Discipline of Medical Radiation Sciences, Faculty of Health Sciences, University of Sydney, Sydney, NSW 2006, Australia.
Centre for Medical Image Computing, University College London, London WC1E 6BT, UK.
Diagnostics (Basel). 2016 May 27;6(2):21. doi: 10.3390/diagnostics6020021.

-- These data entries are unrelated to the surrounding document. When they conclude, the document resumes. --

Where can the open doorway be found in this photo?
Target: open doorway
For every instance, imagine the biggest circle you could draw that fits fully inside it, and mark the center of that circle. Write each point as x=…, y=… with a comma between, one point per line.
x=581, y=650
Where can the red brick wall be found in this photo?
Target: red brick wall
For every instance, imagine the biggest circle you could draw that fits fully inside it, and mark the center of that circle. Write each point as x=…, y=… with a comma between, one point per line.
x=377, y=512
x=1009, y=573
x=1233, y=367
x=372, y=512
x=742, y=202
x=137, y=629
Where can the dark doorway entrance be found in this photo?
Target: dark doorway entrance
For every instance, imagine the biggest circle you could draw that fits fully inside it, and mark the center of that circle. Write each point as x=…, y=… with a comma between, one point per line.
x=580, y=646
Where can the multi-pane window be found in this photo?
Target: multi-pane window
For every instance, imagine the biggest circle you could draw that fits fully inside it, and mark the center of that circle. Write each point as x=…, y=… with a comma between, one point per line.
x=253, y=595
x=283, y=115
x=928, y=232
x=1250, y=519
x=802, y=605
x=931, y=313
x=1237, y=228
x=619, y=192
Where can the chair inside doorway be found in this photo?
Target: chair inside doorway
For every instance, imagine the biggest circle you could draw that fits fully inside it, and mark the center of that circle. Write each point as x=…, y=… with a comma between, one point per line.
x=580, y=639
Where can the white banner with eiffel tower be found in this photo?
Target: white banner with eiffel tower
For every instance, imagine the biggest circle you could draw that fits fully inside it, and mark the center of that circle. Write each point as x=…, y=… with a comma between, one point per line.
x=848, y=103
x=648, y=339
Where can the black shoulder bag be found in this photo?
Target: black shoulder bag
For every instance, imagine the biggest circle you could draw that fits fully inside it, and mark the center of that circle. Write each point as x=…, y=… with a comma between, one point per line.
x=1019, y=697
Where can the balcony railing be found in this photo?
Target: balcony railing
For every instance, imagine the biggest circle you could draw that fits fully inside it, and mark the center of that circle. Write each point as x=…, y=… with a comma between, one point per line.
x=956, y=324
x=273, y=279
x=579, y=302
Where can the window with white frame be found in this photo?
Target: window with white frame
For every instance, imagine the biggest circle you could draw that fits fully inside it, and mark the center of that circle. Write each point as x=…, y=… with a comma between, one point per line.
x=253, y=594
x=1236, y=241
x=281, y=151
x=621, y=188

Diffusion-weighted imaging (DWI) is the most effective component of the modern multi-parametric magnetic resonance imaging (mpMRI) scan for prostate pathology. DWI provides the strongest prediction of cancer volume, and the apparent diffusion coefficient (ADC) correlates moderately with Gleason grade. Notwithstanding the demonstrated cancer assessment value of DWI, the standard measurement and signal analysis methods are based on a model of water diffusion dynamics that is well known to be invalid in human tissue. This review describes the biophysical limitations of the DWI component of the current standard mpMRI protocol and the potential for significantly improved cancer assessment performance based on more sophisticated measurement and signal modeling techniques.
扩散加权成像(DWI)是现代多参数磁共振成像(mpMRI)扫描中用于前列腺病理的最有效组成部分。DWI 可对肿瘤体积进行最强预测,表观扩散系数(ADC)与 Gleason 分级有中度相关性。尽管 DWI 的癌症评估价值已得到证实,但标准的测量和信号分析方法基于众所周知在人体组织中无效的水扩散动力学模型。本综述描述了当前标准 mpMRI 方案中 DWI 成分的生物物理局限性,以及基于更复杂的测量和信号建模技术显著提高癌症评估性能的潜力。